C’est un soulagement pour les clients et pour la profession. L’ordonnance du 15 avril vient annuler la prorogation des délais de rétractation, de réflexion ou de renonciation qui figurait à l’article 2 de l’ordonnance du 25 mars. L’occasion pour nous de revenir sur l’ensemble des délais légaux qui entourent une vente immobilière après la signature de la promesse de vente.
Les délais de rétractation, de réflexion ou de renonciation lors d’une vente immobilière
Toutes les transactions immobilières disposent d’un certains nombres de délais de rétractation au profit soit du vendeur ou de l’acquéreur.
Dans le cas où le vendeur mandaterait un professionnel de l’immobilier, ce dernier est engagé contractuellement avec l’agent immobilier par un mandat de vente. Celui-ci comprend tous les droits et devoirs du mandant et mandataire y compris un délai de 14 jours de rétractation en application des dispositions des articles L. 221-18 et suivants du Code de la consommation. Le délai commencera à courir le premier jour qui suit la conclusion du mandat et prendra fin à l’expiration de la dernière heure du dernier jour du délai. Si ce délai expire un samedi, un dimanche ou un jour férié ou chômé, il est prorogé jusqu’au premier jour ouvrable suivant. La plupart du temps, il est possible de pallier à ce droit si le mandant accepte expressément l’exécution du contrat précisé dans ledit mandat.

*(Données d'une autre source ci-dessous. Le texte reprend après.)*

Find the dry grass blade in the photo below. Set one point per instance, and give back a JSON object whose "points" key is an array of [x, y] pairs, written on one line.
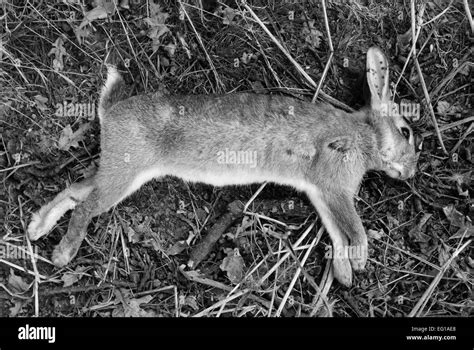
{"points": [[420, 305]]}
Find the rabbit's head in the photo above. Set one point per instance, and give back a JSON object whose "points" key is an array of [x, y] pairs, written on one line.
{"points": [[396, 143]]}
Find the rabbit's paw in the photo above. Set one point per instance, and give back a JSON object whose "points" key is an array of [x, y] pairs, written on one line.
{"points": [[342, 271]]}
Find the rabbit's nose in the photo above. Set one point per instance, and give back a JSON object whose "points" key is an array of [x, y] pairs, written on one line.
{"points": [[418, 139]]}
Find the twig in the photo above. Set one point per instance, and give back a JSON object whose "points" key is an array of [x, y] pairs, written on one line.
{"points": [[296, 64], [297, 274], [211, 64], [469, 16], [331, 53], [420, 305], [450, 126], [423, 85]]}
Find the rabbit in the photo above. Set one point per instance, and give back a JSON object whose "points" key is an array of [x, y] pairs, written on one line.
{"points": [[237, 139]]}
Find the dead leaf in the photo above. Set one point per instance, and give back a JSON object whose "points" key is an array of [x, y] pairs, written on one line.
{"points": [[443, 107], [416, 233], [188, 301], [17, 283], [234, 265], [457, 219], [177, 248], [40, 102], [17, 307], [69, 278], [171, 49], [229, 14], [131, 307], [70, 139], [312, 35], [59, 52], [101, 11]]}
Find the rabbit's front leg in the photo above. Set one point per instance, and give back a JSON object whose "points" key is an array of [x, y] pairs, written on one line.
{"points": [[341, 264]]}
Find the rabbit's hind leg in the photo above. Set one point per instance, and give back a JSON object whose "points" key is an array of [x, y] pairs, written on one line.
{"points": [[341, 205], [112, 187], [44, 220]]}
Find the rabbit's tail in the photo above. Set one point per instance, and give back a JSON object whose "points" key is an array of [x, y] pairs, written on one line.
{"points": [[113, 91]]}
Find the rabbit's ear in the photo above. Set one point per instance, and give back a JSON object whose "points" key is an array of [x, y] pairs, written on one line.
{"points": [[377, 77]]}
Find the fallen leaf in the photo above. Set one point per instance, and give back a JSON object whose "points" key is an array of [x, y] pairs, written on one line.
{"points": [[101, 11], [443, 107], [177, 248], [59, 52], [312, 35], [17, 283], [229, 14], [40, 102], [17, 307], [234, 265], [416, 233], [131, 307], [69, 278]]}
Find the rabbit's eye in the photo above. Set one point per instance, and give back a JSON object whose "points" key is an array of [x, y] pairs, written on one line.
{"points": [[405, 132]]}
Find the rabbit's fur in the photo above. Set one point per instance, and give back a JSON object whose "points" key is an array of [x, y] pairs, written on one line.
{"points": [[315, 148]]}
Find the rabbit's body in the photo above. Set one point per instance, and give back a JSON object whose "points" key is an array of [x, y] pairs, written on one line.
{"points": [[242, 146], [234, 139]]}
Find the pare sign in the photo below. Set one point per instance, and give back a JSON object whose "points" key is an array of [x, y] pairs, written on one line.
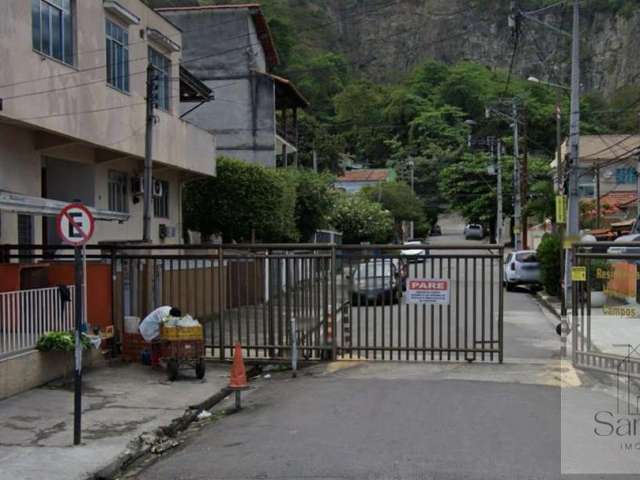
{"points": [[428, 291]]}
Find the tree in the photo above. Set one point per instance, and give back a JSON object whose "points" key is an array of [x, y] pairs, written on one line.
{"points": [[471, 190], [240, 201], [315, 199], [398, 199], [361, 220]]}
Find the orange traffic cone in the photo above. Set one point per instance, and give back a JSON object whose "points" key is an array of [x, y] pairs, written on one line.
{"points": [[238, 376]]}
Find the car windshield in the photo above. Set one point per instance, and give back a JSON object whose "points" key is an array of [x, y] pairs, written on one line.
{"points": [[527, 257]]}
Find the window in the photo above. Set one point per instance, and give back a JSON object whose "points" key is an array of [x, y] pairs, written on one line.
{"points": [[626, 176], [117, 56], [52, 28], [25, 236], [163, 70], [118, 201], [161, 202]]}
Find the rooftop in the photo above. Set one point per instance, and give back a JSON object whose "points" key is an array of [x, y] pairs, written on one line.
{"points": [[366, 175], [260, 21], [597, 148]]}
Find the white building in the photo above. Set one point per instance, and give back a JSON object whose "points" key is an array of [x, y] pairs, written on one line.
{"points": [[72, 118]]}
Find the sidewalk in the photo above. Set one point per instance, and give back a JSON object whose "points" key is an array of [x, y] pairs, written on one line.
{"points": [[613, 327], [119, 404]]}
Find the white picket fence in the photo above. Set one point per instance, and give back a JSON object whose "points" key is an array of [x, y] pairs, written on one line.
{"points": [[26, 315]]}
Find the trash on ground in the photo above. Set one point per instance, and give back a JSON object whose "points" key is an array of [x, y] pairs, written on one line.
{"points": [[204, 415]]}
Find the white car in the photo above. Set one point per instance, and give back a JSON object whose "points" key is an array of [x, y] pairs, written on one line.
{"points": [[414, 252], [473, 231], [522, 268]]}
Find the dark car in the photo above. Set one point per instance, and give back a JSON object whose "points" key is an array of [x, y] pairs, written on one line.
{"points": [[381, 280]]}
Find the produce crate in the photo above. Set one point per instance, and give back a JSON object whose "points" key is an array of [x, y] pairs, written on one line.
{"points": [[173, 333]]}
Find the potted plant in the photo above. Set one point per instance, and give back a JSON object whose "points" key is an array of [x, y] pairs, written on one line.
{"points": [[62, 344], [599, 275]]}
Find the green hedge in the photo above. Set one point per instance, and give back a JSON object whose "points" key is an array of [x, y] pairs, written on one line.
{"points": [[550, 257]]}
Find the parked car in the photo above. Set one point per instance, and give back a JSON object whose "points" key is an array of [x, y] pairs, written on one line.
{"points": [[380, 279], [414, 254], [473, 231], [522, 268]]}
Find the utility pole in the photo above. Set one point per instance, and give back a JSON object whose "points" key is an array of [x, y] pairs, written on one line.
{"points": [[573, 217], [148, 145], [517, 208], [499, 217], [524, 181]]}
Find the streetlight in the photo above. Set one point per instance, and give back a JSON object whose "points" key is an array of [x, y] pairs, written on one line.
{"points": [[412, 165]]}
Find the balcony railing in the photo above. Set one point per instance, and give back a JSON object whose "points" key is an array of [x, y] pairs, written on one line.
{"points": [[26, 315]]}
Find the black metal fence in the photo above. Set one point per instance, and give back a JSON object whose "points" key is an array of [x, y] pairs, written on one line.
{"points": [[342, 302]]}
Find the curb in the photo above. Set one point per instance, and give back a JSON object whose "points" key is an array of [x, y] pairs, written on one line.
{"points": [[140, 447], [546, 303]]}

Puis, dans le cas d’un compromis de vente, soit le premier engagement vers une transaction immobilière entre un vendeur et un acquéreur, ce document indique les droits et devoirs des parties. Notamment un délai de réflexion supplémentaire de 10 jours. En effet, l’acquéreur dispose d’un droit de rétractation en application des dispositions de l’article L.271-1 du Code de la construction et de l’habitation. Le délai est notifié par lettre recommandé avec accusé de réception et compte à partir du lendemain de la première présentation de la lettre lui notifiant l’acte.
Enfin, l’acquéreur dispose de protections supplémentaires notamment s’il a recours à un crédit immobilier pour financer son projet. En effet, l’acquéreur dispose alors d’un délai de réflexion supplémentaire. Ce délai est incompressible et est de 10 jours à compter de la date de réception des offres de prêt.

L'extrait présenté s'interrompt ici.